La culture hébraïque est une sorte de « butin de guerre » à la
Kateb Yacine pour ce poète de Gaza.
Il aime retrouver Tel Aviv. ça lui rappelle les bringues de sa jeunesse.
« Son hébreu était lent et précis,il parlait comme quelqu'un qui a appris notre langue dans les règles de l'art, et non en captant sur le tas des syllabes étrangères,aboyées ou affolées. Pas pour survivre,mais par désir d' érudition »
Ses forces sont ses mots, sa pensée un peu comme un
Mahmoud Darwich.
Un spécialiste en littérature arabe, docteur de l'université de Jérusalem, avait fourni au dossier une analyse des textes de Hani que j'ai retrouvée, elle était rangée dans une pochette en plastique usée. L'éminent expert avait écrit que certes son lyrisme était tout en modération , mais que l'on sentait palpiter en eux un indéniable sentiment d'injustice et une volonté farouche de revenir sur les terres confisquées. Là se trouvait le moteur de son oeuvre et, puisque tel était le cas, celle-ci risquait d'avoir une influence subversive sur les lecteurs arabes et un effet démoralisateur au sein du public israélien. Au bout de trois jours, Hani avait été relâché sans qu'aucune charge n'ait finalement été retenue contre lui, mais on lui avait interdit d'entrer en Israël
Pourquoi cet amateur de vin intéresse notre policier israélien? Son fils est recherché pour terrorisme, il faut le piéger.

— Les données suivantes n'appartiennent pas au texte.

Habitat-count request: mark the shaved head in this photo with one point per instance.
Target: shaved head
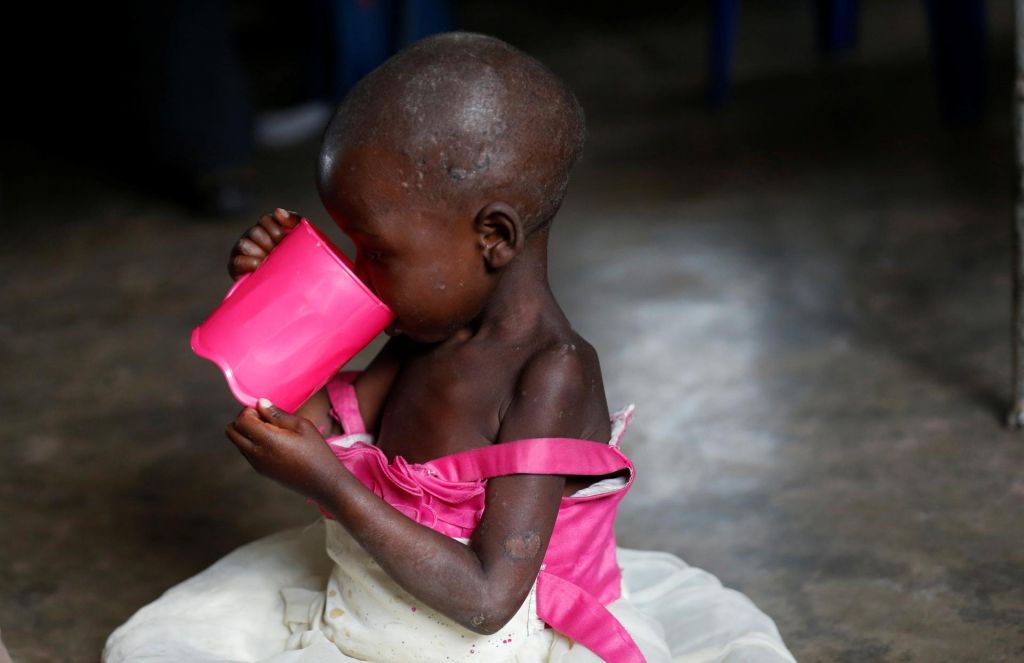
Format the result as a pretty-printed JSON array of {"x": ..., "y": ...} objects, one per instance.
[{"x": 472, "y": 116}]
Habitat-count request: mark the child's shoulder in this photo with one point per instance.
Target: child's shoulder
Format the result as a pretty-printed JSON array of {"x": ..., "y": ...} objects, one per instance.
[{"x": 558, "y": 392}]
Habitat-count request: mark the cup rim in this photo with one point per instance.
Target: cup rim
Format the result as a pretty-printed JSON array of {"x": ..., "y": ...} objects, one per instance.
[{"x": 340, "y": 258}]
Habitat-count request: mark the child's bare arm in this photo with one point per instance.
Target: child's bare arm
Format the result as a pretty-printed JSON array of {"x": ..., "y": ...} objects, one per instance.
[{"x": 481, "y": 585}]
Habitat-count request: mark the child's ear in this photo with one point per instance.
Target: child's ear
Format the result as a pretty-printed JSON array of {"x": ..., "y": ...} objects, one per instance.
[{"x": 501, "y": 234}]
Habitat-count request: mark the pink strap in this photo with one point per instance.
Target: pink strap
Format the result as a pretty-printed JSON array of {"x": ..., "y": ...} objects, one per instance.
[
  {"x": 345, "y": 407},
  {"x": 578, "y": 614},
  {"x": 531, "y": 456}
]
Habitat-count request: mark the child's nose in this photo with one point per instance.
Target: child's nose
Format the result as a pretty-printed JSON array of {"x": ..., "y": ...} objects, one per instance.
[{"x": 364, "y": 276}]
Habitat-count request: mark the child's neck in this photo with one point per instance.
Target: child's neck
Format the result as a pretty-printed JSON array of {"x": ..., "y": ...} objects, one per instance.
[{"x": 521, "y": 302}]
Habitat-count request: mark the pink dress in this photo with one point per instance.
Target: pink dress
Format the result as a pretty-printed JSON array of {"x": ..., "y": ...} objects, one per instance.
[
  {"x": 312, "y": 595},
  {"x": 580, "y": 574}
]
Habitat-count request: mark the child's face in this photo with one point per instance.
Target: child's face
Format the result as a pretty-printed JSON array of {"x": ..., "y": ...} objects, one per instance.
[{"x": 418, "y": 253}]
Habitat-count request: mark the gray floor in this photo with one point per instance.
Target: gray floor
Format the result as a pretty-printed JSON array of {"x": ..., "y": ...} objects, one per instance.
[{"x": 806, "y": 295}]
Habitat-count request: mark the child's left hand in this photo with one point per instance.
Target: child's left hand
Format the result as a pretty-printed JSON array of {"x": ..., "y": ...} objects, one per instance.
[{"x": 286, "y": 448}]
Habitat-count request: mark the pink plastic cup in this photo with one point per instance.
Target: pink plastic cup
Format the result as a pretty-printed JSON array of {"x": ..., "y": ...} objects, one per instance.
[{"x": 283, "y": 330}]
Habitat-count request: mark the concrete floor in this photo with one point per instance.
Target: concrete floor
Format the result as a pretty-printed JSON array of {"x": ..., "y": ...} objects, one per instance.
[{"x": 806, "y": 295}]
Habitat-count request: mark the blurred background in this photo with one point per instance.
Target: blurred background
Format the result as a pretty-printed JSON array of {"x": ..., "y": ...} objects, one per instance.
[{"x": 790, "y": 239}]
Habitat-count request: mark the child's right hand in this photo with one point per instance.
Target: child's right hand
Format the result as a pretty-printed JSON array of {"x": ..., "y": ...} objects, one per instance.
[{"x": 254, "y": 245}]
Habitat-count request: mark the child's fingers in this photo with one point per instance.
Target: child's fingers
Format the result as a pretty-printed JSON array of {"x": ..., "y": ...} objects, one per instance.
[
  {"x": 272, "y": 414},
  {"x": 262, "y": 239},
  {"x": 272, "y": 228},
  {"x": 288, "y": 218},
  {"x": 241, "y": 264},
  {"x": 248, "y": 247}
]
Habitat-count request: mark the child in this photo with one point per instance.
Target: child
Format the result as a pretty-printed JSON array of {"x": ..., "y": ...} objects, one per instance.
[{"x": 470, "y": 474}]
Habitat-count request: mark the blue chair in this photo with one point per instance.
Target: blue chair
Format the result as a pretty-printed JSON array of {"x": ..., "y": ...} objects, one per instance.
[{"x": 958, "y": 43}]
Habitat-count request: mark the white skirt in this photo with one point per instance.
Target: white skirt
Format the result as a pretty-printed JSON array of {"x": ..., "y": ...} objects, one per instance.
[{"x": 312, "y": 595}]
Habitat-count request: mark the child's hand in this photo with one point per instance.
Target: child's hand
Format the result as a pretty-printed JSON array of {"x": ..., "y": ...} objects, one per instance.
[
  {"x": 285, "y": 448},
  {"x": 257, "y": 242}
]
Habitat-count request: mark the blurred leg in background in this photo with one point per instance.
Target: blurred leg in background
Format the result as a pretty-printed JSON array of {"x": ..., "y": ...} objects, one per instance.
[{"x": 198, "y": 113}]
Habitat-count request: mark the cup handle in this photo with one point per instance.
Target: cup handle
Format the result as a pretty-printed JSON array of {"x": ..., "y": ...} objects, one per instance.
[{"x": 238, "y": 283}]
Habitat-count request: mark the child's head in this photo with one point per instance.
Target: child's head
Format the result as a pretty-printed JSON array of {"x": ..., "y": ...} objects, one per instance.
[{"x": 444, "y": 165}]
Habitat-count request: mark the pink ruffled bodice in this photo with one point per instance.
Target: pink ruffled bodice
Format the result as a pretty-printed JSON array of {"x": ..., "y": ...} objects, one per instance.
[{"x": 580, "y": 574}]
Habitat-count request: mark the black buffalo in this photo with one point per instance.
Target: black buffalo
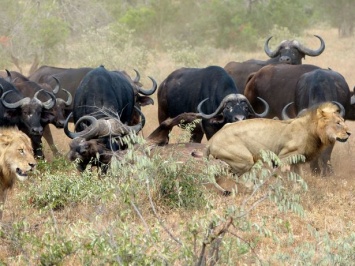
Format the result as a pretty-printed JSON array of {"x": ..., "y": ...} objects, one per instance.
[
  {"x": 184, "y": 89},
  {"x": 70, "y": 79},
  {"x": 24, "y": 112},
  {"x": 110, "y": 98},
  {"x": 287, "y": 52},
  {"x": 55, "y": 115}
]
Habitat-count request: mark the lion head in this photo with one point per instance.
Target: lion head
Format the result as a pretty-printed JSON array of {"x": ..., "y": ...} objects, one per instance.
[
  {"x": 16, "y": 156},
  {"x": 331, "y": 126}
]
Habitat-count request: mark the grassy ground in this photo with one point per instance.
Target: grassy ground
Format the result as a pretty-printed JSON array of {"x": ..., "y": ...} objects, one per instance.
[{"x": 329, "y": 203}]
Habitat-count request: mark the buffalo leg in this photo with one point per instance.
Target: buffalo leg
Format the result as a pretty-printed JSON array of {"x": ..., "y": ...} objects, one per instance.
[{"x": 47, "y": 134}]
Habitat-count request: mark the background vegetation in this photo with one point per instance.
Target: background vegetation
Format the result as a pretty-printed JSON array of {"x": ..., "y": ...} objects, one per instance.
[
  {"x": 43, "y": 31},
  {"x": 157, "y": 210}
]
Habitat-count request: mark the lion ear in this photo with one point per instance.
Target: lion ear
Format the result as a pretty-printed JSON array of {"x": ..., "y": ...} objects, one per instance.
[
  {"x": 5, "y": 139},
  {"x": 320, "y": 112}
]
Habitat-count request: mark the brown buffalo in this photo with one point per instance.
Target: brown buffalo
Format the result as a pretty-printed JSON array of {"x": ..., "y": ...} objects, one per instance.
[
  {"x": 287, "y": 52},
  {"x": 240, "y": 143},
  {"x": 276, "y": 84},
  {"x": 16, "y": 159}
]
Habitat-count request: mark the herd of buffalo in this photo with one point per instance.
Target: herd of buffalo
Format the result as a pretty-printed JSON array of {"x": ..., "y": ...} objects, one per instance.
[{"x": 105, "y": 105}]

On suit alors cette histoire de manipulation mais qui va se heurter à des imprévus.
L'espoir d'un avenir meilleur est plus fort que la déprime du présent immobile:
« La même mer. le même soleil. C'est juste qu'il y a plein de barrages au milieu.
-Un jour, toutes ces barrières tomberont et on vivra ensemble , assura Dafina dont les yeux étaient repeints en turquoise par le paysage et le vin.
-Ces temps là ne viendront qu'après nous, a chérie », murmura Hani dans un petit rire. Il posa délicatement sa main desséchée sur le bras de Dafina. « Aujourd'hui, ce sont les fous qui sont aux commandes »
Le rythme de la narration est très soutenu. C'est un roman qui se dévore.
Avec une histoire profonde et dynamique, il pose cette question: La violence est elle une fatalité au Proche Orient? Est il possible de faire autrement?
Lauréat du Grand Prix de la Littérature Policière – Etrangère – 2011, récompense amplement méritée.